20 yıl önce öğretmen açığı vardı. Yine var. Bu kafayla gidildiğinde 20 yıl sonra da öğretmensiz okulları, boş geçen dersleri tartışıyor olursak hiç şaşırmayalım.
Yabancı dil, özellikle de İngilizce günümüzün olmazsa, olmaz kurallarından biri. Peki bu konuda yeterli öğretmen yetiştiriliyor mu? Kesinlikle hayır. Bırakın gerçek İngilizce öğretmenini, yabancı dille eğitim yapan üniversite mezunlarına bile İngilizce öğretmenliği yolu açıldığı halde 5 bin 945 kadroya sadece ve sadece 672 başvuru oldu.

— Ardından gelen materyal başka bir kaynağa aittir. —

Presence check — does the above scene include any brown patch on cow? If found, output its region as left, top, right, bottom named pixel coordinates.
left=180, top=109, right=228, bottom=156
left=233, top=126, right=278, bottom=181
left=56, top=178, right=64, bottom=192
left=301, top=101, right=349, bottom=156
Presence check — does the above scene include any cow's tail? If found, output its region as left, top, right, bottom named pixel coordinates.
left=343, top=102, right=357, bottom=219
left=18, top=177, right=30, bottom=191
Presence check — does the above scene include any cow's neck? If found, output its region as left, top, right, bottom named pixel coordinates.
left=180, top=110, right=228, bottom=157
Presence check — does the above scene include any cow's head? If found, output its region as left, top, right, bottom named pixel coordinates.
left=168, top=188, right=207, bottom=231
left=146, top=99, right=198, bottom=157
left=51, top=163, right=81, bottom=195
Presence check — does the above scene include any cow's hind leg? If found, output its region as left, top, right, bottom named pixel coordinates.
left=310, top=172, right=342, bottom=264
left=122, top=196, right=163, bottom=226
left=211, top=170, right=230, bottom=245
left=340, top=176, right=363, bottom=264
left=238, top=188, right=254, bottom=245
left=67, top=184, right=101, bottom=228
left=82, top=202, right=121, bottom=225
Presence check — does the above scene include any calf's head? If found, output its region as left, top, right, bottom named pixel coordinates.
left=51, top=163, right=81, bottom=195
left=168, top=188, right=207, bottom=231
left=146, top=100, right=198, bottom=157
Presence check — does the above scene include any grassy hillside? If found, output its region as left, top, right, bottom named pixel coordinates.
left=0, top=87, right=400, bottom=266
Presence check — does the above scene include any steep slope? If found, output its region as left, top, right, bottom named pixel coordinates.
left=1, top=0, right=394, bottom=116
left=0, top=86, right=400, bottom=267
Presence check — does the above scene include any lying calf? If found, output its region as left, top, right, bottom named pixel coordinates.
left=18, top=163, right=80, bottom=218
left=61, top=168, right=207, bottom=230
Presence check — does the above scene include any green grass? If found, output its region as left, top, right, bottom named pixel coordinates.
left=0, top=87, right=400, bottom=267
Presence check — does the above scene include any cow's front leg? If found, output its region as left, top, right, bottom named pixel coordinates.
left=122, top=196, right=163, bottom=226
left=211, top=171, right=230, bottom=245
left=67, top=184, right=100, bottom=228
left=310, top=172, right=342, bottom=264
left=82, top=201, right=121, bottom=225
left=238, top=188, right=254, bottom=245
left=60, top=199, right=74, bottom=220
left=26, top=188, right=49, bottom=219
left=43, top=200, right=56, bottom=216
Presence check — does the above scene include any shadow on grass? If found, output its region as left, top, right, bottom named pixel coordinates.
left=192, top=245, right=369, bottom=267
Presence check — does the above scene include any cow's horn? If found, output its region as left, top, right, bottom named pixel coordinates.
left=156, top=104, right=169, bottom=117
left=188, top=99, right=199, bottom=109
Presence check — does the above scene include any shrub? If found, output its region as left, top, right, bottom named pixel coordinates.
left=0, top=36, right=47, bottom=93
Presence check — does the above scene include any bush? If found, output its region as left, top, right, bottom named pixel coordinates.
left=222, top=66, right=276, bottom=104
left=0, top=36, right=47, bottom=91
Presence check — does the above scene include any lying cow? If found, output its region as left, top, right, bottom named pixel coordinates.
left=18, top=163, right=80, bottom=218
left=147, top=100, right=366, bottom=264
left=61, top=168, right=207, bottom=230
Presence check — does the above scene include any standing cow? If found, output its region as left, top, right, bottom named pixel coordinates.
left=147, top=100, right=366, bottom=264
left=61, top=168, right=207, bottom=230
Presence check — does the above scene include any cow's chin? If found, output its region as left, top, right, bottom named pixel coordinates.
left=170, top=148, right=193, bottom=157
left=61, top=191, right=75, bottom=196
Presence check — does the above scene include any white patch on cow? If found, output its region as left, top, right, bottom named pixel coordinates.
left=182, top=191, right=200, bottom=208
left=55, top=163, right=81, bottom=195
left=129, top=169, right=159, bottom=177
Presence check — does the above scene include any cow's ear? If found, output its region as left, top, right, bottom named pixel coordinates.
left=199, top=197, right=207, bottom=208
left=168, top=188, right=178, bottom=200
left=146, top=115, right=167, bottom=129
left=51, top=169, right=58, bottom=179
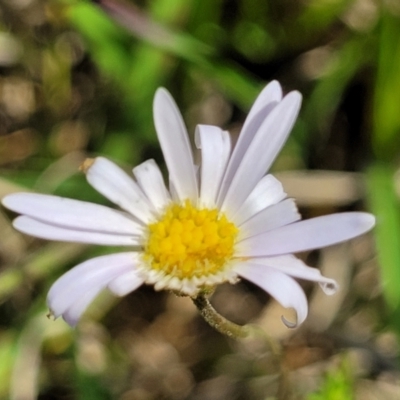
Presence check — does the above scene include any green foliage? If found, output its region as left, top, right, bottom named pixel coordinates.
left=0, top=0, right=400, bottom=400
left=306, top=357, right=354, bottom=400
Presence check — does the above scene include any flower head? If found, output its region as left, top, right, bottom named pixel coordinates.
left=3, top=81, right=374, bottom=326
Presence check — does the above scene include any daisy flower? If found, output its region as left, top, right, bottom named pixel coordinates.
left=3, top=81, right=375, bottom=327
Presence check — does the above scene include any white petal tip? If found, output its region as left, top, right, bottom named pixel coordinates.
left=281, top=315, right=299, bottom=329
left=319, top=281, right=339, bottom=296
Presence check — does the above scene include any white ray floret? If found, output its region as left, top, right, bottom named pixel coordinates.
left=3, top=81, right=375, bottom=327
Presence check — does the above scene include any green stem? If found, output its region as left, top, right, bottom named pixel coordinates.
left=192, top=292, right=291, bottom=400
left=192, top=293, right=251, bottom=339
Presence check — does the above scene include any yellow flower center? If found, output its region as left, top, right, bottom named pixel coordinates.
left=144, top=201, right=238, bottom=280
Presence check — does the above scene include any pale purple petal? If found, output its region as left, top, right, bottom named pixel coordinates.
left=231, top=175, right=286, bottom=226
left=47, top=252, right=138, bottom=325
left=218, top=81, right=282, bottom=203
left=252, top=254, right=338, bottom=295
left=62, top=287, right=103, bottom=327
left=3, top=193, right=143, bottom=235
left=107, top=270, right=143, bottom=297
left=13, top=216, right=141, bottom=246
left=85, top=157, right=153, bottom=224
left=235, top=262, right=308, bottom=328
left=133, top=160, right=171, bottom=211
left=153, top=88, right=198, bottom=204
left=195, top=125, right=231, bottom=208
left=239, top=81, right=282, bottom=131
left=235, top=212, right=375, bottom=257
left=238, top=199, right=301, bottom=241
left=218, top=92, right=301, bottom=216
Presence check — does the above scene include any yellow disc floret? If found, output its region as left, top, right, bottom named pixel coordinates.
left=143, top=201, right=238, bottom=282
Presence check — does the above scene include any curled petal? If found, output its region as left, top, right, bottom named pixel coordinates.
left=235, top=262, right=308, bottom=328
left=236, top=212, right=375, bottom=257
left=195, top=125, right=231, bottom=208
left=218, top=92, right=301, bottom=216
left=253, top=254, right=338, bottom=295
left=153, top=88, right=198, bottom=204
left=238, top=199, right=301, bottom=240
left=219, top=81, right=282, bottom=206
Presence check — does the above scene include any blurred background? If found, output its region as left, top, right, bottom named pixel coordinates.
left=0, top=0, right=400, bottom=400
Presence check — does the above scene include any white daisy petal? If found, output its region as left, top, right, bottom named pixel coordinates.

Bu durum karşısında Milli Eğitim Bakanlığı muhtemelen önümüzdeki ay yeni öğretmen alımı yapacak. Sonucun, alım koşulları değişmediği takdirde bugünkünden farklı olmasını beklemek ise hayal olur.
Bu arada derslerin boş geçmemesi için Milli Eğitim Bakanlığı'nın bütün dikkatlerini bu yöne yönelterek YÖK'le birlikte acilen bir çözüm üretmesi gerekiyor. Bu çözüm artık tezsiz mastır mı, yoksa setrifika programları mı olur bunu kendileri bilir. Ama, öğretmensiz okullara, boş derslere artık ne öğrencilerin, ne de velililerin tahammülü kaldı...

Üniversite başvuraları 18 Kasım'a kadar devam edecek. Ancak, ÖSS'ye girmeyi düşünenlerin hiç zaman geçirmeden bir an önce başvurularını yapmalarında yarar var. Bu konuda değişik okullarda, öğrencilerle sık sık bir araya geliyoruz. Kafaları karmakarışık. Üstelik yeni sistemin adil olduğuna da inanmıyorlar. Halbuki iyi anlatılabilse ve zamanlaması iyi olabilseydi. En büyük savunucusu onlar olabilirdi.
YÖK Başkanı Gürüz'ün en ufak bir taviz vermediği yeni sistem daha şimdiden yamalı bohçaya döndü. Sistemin zaaflarından yararlanıp işi haksız rekabete dökenlerin sayısı da giderek artıyor.
Her şeyden önce sistem dershaneye olan bağımlılığı azaltacak derken, dershanecilerin "karşı çıkmak bize zarar verir, en iyisi mevcut sisteme sahip çıkmak" mantığı nedeniyle ilgi daha da artı. İmam hatiplerin önü kesilecek dendi, ama sayıları her geçen gün çoğalan İslami kolejler bu boşluğu çoktan doldurdu. Üstelik yeni sınav sisteminin avantajlarından en iyi şekilde yararlanarak. Bu arada işi ticarete döken özel okulların sayısı da giderek artıyor. Orta Öğretim Başarı Puanı ve okulların ÖSS ortalamasının önem kazanması, bu durumu da istismar konusu yaptı. Bazı okullar başarılı öğrencilere, gelin hem ortalamanız yükselsin, hem de okul ortalamasının yüksekliğinden yararlanın davetiyesi çıkartıyor...
Anlayacağınız, daha sistem uygulamaya başlanmadan cambazları çoktan harekete geçti.